Dienstag, 23. September 2008

Politwerbung prägt die Branche 2008: Die Parteien werben viel - die SPÖ noch mehr

  • 7,7 Mio. Euro für Plakate und klassische Medien

Wer das Gefühl hat, die SPÖ sei im Wahlkampf in Medien stärker präsent als andere Parteien, hat dafür nun eine Bestätigung in Zahlen. Von der Werbung in Zeitungen und Zeitschriften kamen 44 Prozent von der SPÖ, 34 Prozent von der ÖVP und 13 Prozent von der FPÖ, geht aus dem Werbebarometer des Marktforschungsunternehmens Focus Media Research hervor. Da können Grüne (4 Prozent), BZÖ (3 Prozent) und LIF (2 Prozent) schon nicht mehr mithalten, ganz zu schweigen von den ganz kleinen Parteien.

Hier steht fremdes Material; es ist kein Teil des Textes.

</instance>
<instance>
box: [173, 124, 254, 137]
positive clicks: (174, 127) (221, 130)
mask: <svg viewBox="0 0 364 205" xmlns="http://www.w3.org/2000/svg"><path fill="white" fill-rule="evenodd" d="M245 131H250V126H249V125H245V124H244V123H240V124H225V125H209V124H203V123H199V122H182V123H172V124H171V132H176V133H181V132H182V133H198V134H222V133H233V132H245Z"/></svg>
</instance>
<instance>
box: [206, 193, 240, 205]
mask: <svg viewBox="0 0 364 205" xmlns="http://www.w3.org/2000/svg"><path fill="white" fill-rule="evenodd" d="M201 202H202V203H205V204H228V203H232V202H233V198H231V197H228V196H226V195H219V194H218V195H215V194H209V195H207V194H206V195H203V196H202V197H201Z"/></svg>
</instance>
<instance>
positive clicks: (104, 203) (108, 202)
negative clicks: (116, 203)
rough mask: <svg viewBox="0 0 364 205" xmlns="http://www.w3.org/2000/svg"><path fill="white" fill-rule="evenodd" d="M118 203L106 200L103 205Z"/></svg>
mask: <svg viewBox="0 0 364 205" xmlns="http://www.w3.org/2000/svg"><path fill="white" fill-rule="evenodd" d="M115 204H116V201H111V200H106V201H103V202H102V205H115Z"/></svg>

Insgesamt ließen sich die politischen Parteien das Buhlen um die Gunst der Wähler zwischen Anfang August und 17. September 7,7 Mio. Euro kosten, 6,4 Mio. davon in klassischen Medien. In absoluten Zahlen heißt dies, dass ohne Plakate (die vom Werbebarometer nicht den einzelnen Parteien zugeordnet werden) die SPÖ vor der heißesten Woche des Wahlkampfes 2,7 Mio. Euro für Wahlwerbung ausgegeben hat. Die ÖVP machte 2,1 Mio. Euro locker, die FPÖ 800.000, die Grünen 300.000, das BZÖ 200.000 und das Liberale Forum 100.000 - gerechnet nach dem Bruttowerbewert, also Listenpreisen für Anzeigen.

Starke Akzente der SPÖ
Die SPÖ setze "sehr, sehr starke Akzente" im Wahlkampf, kommentierte Focus Media Research-Geschäftsführer Klaus Fessel die Ergebnisse im Gespräch mit der APA. Besonders interessant sei auch die Verteilung auf verschiedene Medien: In Titeln wie "Kronen Zeitung" und "Heute" deren Redaktionen sich "deutlich auf die Seite der SPÖ geschlagen haben", komme der Löwenanteil der Werbung (jeweils 45 Prozent) von der SPÖ, gefolgt von der FPÖ (30 bis 35 Prozent). Die ÖVP halte sich hier hingegen zurück. Insgesamt setze die SPÖ massiv auf auflagenstarke Medien, während die ÖVP viel selektiver vorgehe. Im ORF gibt es ein Wahl-Werbeverbot, die privaten Sender spielen hingegen praktisch keine Rolle, erinnert Fessel.

Allerdings könne man aus den Zahlen nicht herauslesen, dass sich Redaktionen auf die Seite der besonders stark in ihrem Blatt wahlwerbenden Parteien schlagen würden, betont Fessel. Auch in "Presse" oder "Kleine Zeitung" ist die SPÖ stärkste Wahlwerberin, hier gefolgt von der ÖVP. Gleich 80 Prozent der politischen Werbung stellt in diesem Wahlkampf die SPÖ in Medien des News-Verlags ("profil", "tv-media", "News").

Die kleineren Parteien konzentrieren ihre Werbeaktivitäten überhaupt auf einzelne Medien. So ist die FPÖ in der "Kronen Zeitung", "Heute", den "Bezirksjournalen", "Ganze Woche" und der "Kärntner Woche" überdurchschnittlich stark engagiert. Die Grünen setzen im Vergleich zu anderen mehr auf Online, wo sie für 69 Prozent der Werbung verantwortlich zeichnen, das "Weekend Magazin" und "Der Standard". Das BZÖ ist im Vergleich zu anderen Parteien besonders häufig in "Österreich", dem "Weekend Magazin" und der "Kärntner Woche" vertreten.